Reaching out to the world—I work with the following international and federal institutions and universities:
I have built up various contacts to historians in the United States over many years and which are especially important to nurture now. I especially want to conduct joint teaching projects on the history of “lifestyle diseases” and environmental health in the upcoming years with colleagues at Temple University in Philadelphia, the American University in Washington, D.C., and the UC Davis. Together with Caroline Meier zu Biesen, who does research on global and planetary health at the transdisciplinary Athena Institute of the Vrije Universiteit Amsterdam, I applied for the above-mentioned German Research Foundation grant; in the coming years, I will work with scientists and scholars from various universities in Europe, the US, and South Africa and initiate new projects.
My research is important to society because:
A quick glance at the newspapers is enough to reveal how important it is to study North American history and to turn a critical eye on their own public narratives. They are having existential discussions about democracy. And for current debates on the climate catastrophe, the question about the link between knowledge (of health and the environment) and societal order is vital.
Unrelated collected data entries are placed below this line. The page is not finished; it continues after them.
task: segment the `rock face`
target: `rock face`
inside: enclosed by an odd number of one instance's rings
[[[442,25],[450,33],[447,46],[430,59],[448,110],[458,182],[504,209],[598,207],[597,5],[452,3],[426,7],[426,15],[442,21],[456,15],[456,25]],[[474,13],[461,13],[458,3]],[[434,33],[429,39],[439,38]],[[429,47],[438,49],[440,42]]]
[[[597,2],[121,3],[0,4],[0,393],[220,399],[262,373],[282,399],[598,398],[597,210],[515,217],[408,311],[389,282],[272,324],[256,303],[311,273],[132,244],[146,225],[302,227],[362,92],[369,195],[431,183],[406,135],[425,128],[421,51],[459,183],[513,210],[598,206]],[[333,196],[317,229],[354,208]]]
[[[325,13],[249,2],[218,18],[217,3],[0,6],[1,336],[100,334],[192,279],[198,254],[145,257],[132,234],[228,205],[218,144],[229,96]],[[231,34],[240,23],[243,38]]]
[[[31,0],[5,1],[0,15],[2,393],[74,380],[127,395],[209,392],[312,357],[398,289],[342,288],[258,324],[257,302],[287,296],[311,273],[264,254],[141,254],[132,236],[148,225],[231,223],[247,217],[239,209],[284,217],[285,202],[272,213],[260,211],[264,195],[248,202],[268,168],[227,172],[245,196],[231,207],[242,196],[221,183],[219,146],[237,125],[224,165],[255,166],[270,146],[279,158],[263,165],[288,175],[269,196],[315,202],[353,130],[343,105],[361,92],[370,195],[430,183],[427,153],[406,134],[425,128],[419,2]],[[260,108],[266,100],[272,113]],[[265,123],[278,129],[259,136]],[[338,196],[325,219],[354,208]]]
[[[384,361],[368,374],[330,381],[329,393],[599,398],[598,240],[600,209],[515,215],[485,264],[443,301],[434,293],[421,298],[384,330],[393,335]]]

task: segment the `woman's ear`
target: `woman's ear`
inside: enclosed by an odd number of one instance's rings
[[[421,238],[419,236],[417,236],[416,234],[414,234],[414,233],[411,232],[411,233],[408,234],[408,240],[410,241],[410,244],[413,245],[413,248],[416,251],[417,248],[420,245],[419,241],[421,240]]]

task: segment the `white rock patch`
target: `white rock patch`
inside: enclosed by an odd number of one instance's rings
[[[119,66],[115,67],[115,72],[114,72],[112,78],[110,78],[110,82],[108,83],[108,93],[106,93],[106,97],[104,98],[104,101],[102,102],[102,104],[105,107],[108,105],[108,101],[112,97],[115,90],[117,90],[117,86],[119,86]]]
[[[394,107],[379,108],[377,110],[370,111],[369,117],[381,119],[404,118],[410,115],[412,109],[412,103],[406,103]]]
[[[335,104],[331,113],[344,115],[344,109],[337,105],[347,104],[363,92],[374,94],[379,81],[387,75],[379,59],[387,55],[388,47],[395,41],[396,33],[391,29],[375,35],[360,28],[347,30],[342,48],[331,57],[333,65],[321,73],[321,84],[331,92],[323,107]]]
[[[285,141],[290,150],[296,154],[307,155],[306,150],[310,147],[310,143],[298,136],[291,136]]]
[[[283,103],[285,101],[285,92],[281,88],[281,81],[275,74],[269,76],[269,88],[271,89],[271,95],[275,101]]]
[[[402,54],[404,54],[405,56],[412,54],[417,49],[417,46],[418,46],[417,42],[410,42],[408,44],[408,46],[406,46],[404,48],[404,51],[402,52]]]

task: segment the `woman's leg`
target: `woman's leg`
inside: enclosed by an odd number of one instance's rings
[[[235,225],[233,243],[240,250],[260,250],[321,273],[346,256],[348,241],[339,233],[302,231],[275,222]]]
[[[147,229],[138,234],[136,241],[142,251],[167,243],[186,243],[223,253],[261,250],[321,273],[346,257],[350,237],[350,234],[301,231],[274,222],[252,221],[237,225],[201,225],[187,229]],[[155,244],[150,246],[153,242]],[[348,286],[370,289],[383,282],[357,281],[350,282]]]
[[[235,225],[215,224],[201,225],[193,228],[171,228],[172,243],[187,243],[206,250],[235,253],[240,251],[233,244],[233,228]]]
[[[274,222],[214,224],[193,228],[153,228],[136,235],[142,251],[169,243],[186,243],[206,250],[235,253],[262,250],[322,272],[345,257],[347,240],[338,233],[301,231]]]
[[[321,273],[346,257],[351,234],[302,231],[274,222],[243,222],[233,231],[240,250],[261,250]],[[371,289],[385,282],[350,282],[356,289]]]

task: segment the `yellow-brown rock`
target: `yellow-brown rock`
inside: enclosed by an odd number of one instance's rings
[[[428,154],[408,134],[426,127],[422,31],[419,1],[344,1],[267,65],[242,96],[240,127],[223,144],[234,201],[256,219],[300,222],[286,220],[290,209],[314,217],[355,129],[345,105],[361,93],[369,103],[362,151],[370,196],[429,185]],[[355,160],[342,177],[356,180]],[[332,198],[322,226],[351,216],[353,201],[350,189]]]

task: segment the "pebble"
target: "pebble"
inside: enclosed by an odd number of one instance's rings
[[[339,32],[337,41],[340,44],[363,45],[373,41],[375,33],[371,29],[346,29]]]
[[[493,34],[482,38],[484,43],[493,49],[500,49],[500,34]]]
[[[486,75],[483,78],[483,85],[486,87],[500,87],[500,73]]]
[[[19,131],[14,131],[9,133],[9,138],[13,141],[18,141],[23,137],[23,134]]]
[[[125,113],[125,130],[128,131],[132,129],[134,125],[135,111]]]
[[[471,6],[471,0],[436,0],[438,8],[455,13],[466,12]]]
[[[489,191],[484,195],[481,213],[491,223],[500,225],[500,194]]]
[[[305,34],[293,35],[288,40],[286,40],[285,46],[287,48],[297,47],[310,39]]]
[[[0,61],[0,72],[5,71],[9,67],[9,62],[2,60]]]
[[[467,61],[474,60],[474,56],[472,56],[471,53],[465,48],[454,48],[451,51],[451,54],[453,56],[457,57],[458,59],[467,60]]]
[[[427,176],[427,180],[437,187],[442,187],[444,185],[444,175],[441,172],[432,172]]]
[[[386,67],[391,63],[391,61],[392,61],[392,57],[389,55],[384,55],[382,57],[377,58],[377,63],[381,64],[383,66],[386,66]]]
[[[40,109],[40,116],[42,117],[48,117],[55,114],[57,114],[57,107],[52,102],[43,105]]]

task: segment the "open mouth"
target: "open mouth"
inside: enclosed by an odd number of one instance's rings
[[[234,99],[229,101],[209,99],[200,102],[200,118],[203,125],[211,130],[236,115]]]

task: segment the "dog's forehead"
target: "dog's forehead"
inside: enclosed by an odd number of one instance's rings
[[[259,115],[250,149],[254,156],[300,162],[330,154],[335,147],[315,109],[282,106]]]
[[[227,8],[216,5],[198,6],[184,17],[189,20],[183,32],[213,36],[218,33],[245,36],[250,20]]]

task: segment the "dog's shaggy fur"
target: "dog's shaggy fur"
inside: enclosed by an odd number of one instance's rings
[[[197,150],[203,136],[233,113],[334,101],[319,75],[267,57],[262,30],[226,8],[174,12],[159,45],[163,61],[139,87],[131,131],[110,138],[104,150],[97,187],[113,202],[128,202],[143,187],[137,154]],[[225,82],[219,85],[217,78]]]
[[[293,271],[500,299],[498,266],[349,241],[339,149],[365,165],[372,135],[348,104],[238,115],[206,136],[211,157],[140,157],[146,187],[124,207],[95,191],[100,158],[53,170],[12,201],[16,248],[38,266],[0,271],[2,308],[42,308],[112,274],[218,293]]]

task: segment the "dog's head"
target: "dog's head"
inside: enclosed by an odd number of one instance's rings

This adds the urgently needed perspectives of history and the humanities to the natural science perspective and opens new debates about colonialism and global inequality, modernity, extractivism, and about whose voices are heard. Overall, historical perspectives can call into question things we currently take for granted and ostensibly unchangeable physical and social conditions. This makes it possible to shape the present and the future democratically.